Nonetheless, logistics this year have been complicated by the quarantine of Wuhan and 15 other cities. Additionally, factories and companies in many cities and provinces were told to halt operations until at least February 9. Assuming that a further extension of the holiday isn’t imposed, it may still take up to a week for factories to restart productions as many workers will need to travel back to where they work, after having been stranded in their hometowns.
The timing of the coronavirus is further complicated by the US-China trade war, which had already seen some companies shaken. While some companies purchased more ingredients in advance of the tariffs, or perhaps before they were raised, others did not, preferring to wait to see if those extra costs went away.

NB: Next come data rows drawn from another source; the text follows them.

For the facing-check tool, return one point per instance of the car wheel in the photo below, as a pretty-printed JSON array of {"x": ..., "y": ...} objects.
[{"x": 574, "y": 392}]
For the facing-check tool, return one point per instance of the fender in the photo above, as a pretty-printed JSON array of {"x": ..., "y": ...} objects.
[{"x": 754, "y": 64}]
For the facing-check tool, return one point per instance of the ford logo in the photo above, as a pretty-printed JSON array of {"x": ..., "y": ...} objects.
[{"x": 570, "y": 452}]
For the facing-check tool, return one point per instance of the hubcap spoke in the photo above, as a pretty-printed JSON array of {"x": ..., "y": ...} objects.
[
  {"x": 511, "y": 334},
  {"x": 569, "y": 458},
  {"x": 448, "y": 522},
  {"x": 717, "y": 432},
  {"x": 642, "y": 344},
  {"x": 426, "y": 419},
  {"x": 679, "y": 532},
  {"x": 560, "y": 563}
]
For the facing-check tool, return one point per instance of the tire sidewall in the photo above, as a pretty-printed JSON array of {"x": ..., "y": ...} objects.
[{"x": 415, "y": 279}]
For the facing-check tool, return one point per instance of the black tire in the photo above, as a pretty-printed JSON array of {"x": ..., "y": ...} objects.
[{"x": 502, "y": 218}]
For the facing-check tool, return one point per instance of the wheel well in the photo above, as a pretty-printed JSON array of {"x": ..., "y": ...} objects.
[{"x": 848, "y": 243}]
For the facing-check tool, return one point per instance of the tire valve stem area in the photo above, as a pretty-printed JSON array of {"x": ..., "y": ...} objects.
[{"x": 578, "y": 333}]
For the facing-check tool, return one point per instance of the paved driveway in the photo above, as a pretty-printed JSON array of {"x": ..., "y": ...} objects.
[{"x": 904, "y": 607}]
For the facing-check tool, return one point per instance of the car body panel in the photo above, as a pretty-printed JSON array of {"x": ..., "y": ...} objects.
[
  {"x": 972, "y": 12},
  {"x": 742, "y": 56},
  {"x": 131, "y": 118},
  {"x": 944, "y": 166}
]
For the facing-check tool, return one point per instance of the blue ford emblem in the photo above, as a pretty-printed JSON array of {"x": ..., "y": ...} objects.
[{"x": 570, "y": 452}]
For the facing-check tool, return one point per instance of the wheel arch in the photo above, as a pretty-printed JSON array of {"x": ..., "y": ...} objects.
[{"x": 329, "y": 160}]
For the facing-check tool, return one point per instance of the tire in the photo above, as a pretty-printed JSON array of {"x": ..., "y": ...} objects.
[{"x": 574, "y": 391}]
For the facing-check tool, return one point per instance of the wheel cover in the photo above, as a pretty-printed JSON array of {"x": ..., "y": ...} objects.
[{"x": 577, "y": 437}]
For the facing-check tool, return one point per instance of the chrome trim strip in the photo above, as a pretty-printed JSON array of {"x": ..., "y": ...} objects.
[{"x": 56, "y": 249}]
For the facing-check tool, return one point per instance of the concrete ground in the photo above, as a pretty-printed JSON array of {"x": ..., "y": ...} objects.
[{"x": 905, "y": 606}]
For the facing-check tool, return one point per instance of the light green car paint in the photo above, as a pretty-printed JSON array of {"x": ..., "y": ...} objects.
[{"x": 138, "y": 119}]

Indeed, in late January, the American Herbal Products Association (AHPA) noted that US companies may wish to delay imports until February 14. This is when lower rates come into effect following a partial US-China trade agreement that will reduce tariffs on some imported Chinese goods used by US supplement and food companies.
The company notes that as it had anticipated the Chinese New Year shutdown, it recently received material and has enough stock on hand. It also made commitments to farmers last fall to acquire herbs that meet its standards, and this material was processed to Nuherbs’ specifications immediately after harvest. It is now ready and waiting to be shipped, once this situation passes.
Other companies in the food and beverage space have also been hit, with Carlsberg noting that sales may be affected by the closure of entertainment spots and dining outlets across China. Starbucks, Nestlé and Cargill have all also taken action.